News media, however, have been slower than police to acknowledge the shortcomings of the term "accident." While even NYC Police Commissioner Ray Kelly, notorious for turning a blind eye to traffic violence, issued a statement that "the term 'accident' has sometimes given the inaccurate impression or connotation that there is no fault or liability associated with a specific event," major press outlets like the New York Times and the Cleveland Plain Dealer still tend to use "accident" as the default term for car crashes, even in vehicular homicide cases.
One journalism institution could change that. The Associated Press produces the preeminent style guide for journalists, a reference used by news outlets around the country and around the world. While the AP has acknowledged the inherent problems with the term "accident," it has yet to issue clear guidelines for journalists that would prevent the imprecise term from tacitly excusing thousands of deaths every year.
In its style guide, the Associated Press has no entry for "accident," "collision," or "crash." However, in a supplemental guide for journalists called "Ask the Editor," the AP advises journalists against using the term "accident."
In one entry, a reporter asks editor David Minthorn: "I've always written traffic 'crash,' not 'accident' because the latter seems to imply no fault. But increasingly I see people calling crashes accidents. Does it matter?"
Minthorn responds: "Yes, avoid terms that might suggest a conclusion." So there you have it, right? Not quite.
Not only is there no entry about "accident" in the AP Style Guide itself, some passages in the guide don't even heed Minthorn's advice. The AP Style Guide entry for "Total, Totaling, Totaled," for example, states: "The phrase 'a total of' often is redundant. It may be used, however, to avoid a figure at the start of a sentence: A total of 650 people were killed in holiday traffic accidents."
The term also appears under the "Publication: Privacy" guidelines: "Another example of spot news interest: A child was injured in an auto accident in Alabama. A newspaper took a picture of the scene ..."
There's a simple alternative, which the big city police departments are adopting and which editors like Minthorn must be aware of. The term "collision" is nearly a perfect substitute for "accident," without implying a lack of causality. (In fact, when I was a very young newspaper reporter, an editor of mine recommended "collision.")
Words matter, and the way car crashes are framed has a powerful effect on how they are perceived. If thousands of preventable traffic injuries and deaths per year are described as accidental, why support thorough investigations to uncover causal factors and determine potential solutions?
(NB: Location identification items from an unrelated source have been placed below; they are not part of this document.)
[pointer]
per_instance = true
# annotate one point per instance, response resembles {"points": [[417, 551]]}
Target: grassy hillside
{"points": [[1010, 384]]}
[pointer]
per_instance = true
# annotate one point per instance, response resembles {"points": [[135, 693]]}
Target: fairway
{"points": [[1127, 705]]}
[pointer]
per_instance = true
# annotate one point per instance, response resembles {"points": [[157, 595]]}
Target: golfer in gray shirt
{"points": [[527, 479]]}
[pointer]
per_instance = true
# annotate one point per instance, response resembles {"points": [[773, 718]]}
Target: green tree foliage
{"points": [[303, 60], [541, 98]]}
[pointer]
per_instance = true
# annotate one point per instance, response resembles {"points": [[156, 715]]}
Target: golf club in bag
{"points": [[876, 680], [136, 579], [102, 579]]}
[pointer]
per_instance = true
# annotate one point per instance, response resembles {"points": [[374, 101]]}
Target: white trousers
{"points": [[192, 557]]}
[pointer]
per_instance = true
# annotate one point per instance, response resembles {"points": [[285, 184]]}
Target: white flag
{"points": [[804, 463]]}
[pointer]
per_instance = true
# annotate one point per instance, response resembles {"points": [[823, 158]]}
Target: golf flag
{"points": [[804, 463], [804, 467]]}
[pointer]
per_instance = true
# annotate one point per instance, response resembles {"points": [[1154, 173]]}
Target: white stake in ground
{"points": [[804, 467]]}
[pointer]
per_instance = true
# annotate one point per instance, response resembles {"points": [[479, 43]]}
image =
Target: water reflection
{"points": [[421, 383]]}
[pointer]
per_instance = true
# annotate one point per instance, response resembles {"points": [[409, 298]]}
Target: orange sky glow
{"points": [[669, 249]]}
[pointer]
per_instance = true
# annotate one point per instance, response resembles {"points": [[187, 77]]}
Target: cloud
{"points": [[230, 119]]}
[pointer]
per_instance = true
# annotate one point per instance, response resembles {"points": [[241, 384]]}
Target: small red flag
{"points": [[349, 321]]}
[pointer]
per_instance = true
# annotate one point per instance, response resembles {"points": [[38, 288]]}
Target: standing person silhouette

The Associated Press updates its style guide annually to reflect evolving cultural norms. For example, in 2008 the AP revised the guide to recommend the term "gay" as opposed to "homosexual," following a campaign by advocates for LGBT rights.
These adjustments recognize the importance of language in making sense of our world. Adding an entry in the Associated Press Style Guide that clearly positions "collision" as the preferred term, instead of "accident," would shape perceptions of traffic violence and, over time, make American streets safer.